Georgia Aquarium in Atlanta, Georgia
I am particularly fond of aquariums and visit as many as I can. I went to the astounding Georgia Aquarium in Atlanta courtesy of Alan in May 2010. It opened in November 2005, billed as the ‘world’s largest aquarium’ of more than eight million gallons of water. The largest tank, the Ocean Voyager, is reportedly the world’s largest aquarium exhibit with 6.3 million gallons of water containing four whale sharks, two manta rays, numerous hammerheads and other species of sharks, turtles and many, many other saltwater creatures.
The Ocean Voyager tank is about twice as tall and four times as long as it looks in the photo on the left – gobsmacking.
Rebecca (an environmental educator on Jekyll Island, a barrier island quite close to Cumberland Island, south Georgia, which I visited) says the staff use some sort of contraption consisting of a long pole with a net full of krill or something similar on the end. The keeper goes out onto the tank on a sort of raft, swishes the net around in the water to release the krill, and the whale shark swims past and scoops it up. She also says ‘it’s interesting to keep in mind that if these sharks weren’t being displayed at the aquarium, they would have been someone’s dinner. The Georgia Aquarium’s whale sharks come from Taiwan, where they are served up as seafood’.
Many smaller exhibits (quite large tanks in their own right) feature various fresh and seawater habitats, like:
– the Amazon’s piranhas (I saw a TV documentary recently where it seems that piranhas only attack and strip off flesh a la Hollywood movies when there is a combination of thrashing, blood in the water and an abnormally high concentration of them, due to lakes drying up in the dry season – they are a real threat to the villagers who live on the waters there if they are not careful)
– Lake Malawi cichlids, of interest because in this lake there are thought to be something like 500 species of the cichlid family, all but five of which are found nowhere else. A lake usually has fewer species and certainly of more families of fish.
– poison arrow frogs (this one is Dendrobates azureus). What little gems these are, no bigger than the top joint of my thumb! The aquarium had many species of different colours and patterns.
– Asian small-clawed otters (Aonyx cinerea) (the one at the back was snoozing so hard she kept sliding off her bed and almost falling into the water below; she’s wake up with a start and squiggle back onto her comfy bed, doze off and start to slide again)
– giant Pacific octopus (sleeping under a rock, as it was daytime)

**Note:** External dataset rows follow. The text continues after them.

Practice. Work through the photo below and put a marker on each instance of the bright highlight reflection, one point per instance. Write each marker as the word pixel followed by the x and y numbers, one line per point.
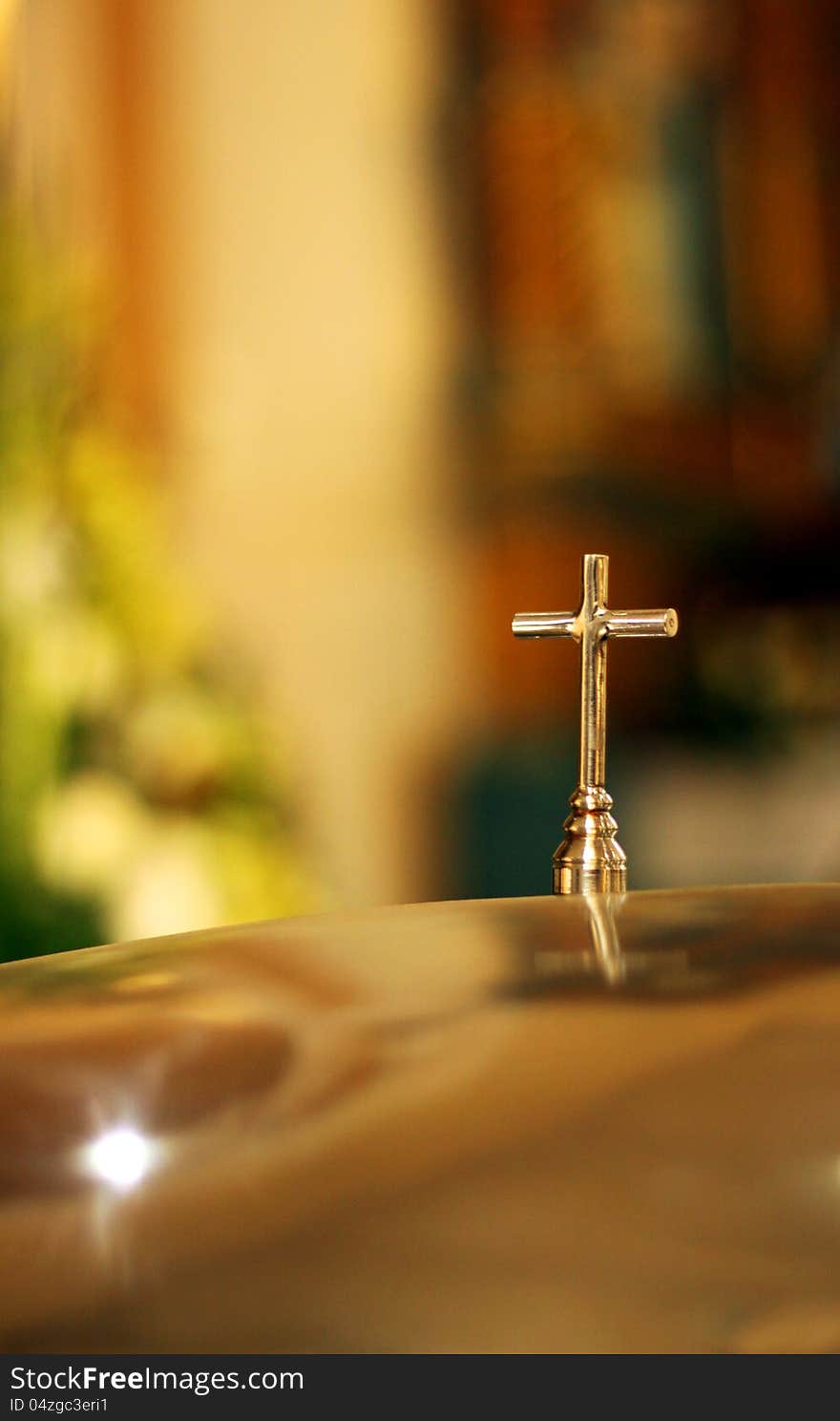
pixel 119 1156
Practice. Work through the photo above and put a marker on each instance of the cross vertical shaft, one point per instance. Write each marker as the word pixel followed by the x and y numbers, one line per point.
pixel 590 859
pixel 593 669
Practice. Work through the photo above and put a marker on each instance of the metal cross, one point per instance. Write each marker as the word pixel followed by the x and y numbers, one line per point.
pixel 590 859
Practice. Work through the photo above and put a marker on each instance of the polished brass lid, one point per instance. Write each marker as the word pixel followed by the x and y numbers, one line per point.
pixel 528 1124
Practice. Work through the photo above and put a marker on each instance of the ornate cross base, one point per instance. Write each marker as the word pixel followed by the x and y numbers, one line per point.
pixel 590 859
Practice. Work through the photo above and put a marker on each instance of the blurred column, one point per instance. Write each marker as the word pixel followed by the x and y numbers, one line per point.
pixel 302 335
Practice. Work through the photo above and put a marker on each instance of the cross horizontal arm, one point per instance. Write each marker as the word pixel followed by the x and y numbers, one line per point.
pixel 543 624
pixel 662 623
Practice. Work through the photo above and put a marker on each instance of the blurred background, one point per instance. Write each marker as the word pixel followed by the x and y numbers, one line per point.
pixel 331 334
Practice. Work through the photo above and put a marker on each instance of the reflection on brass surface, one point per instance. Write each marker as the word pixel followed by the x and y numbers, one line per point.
pixel 545 1124
pixel 590 859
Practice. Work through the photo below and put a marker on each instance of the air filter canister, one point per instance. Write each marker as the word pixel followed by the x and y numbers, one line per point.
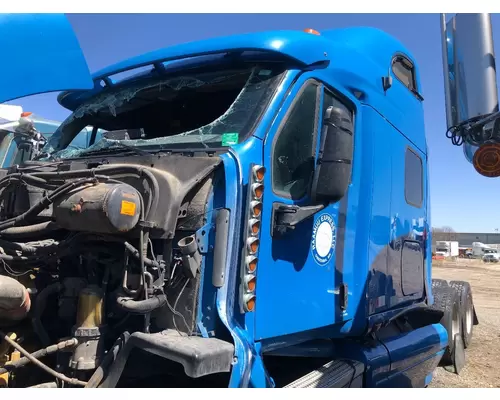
pixel 103 208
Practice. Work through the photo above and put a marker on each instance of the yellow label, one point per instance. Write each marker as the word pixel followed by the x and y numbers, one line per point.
pixel 128 208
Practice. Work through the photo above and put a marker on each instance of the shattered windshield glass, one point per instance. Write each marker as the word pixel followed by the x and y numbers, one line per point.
pixel 194 109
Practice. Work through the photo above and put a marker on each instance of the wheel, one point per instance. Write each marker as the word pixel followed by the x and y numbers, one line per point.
pixel 446 300
pixel 466 309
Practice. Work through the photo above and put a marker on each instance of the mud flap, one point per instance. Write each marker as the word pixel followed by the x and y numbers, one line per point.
pixel 199 356
pixel 458 356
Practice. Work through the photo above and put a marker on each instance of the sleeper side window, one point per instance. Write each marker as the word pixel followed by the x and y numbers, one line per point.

– a pair of beluga whales (Delphinapterus leucas)
– garden eels, which live in colonies in sandy bottoms, as shown here
– weedy sea dragons, from southern Australian waters, and seahorses
and touch-pools where you can caress:
– cownosed rays (they have surprisingly soft, smooth skin); and
– horseshoe crabs (common on the US eastern seaboard).
Alan said this aquarium had been planning to have dolphins, and told me a disturbing story that is apparently true, about the documentary The Cove. I already knew that hundreds of dolphins are killed yearly in one place in Japan. Apparently these people supply some survivors (that they have caught but obviously not clubbed) to dolphin shows around the world for a couple of hundred thousand US dollars each. Not good in any way shape or form.
On a lighter note: I wish I had taken a photo of the sign at the front door, warning patrons not to take in a list of offensive objects, like guns, drugs, knives and gum!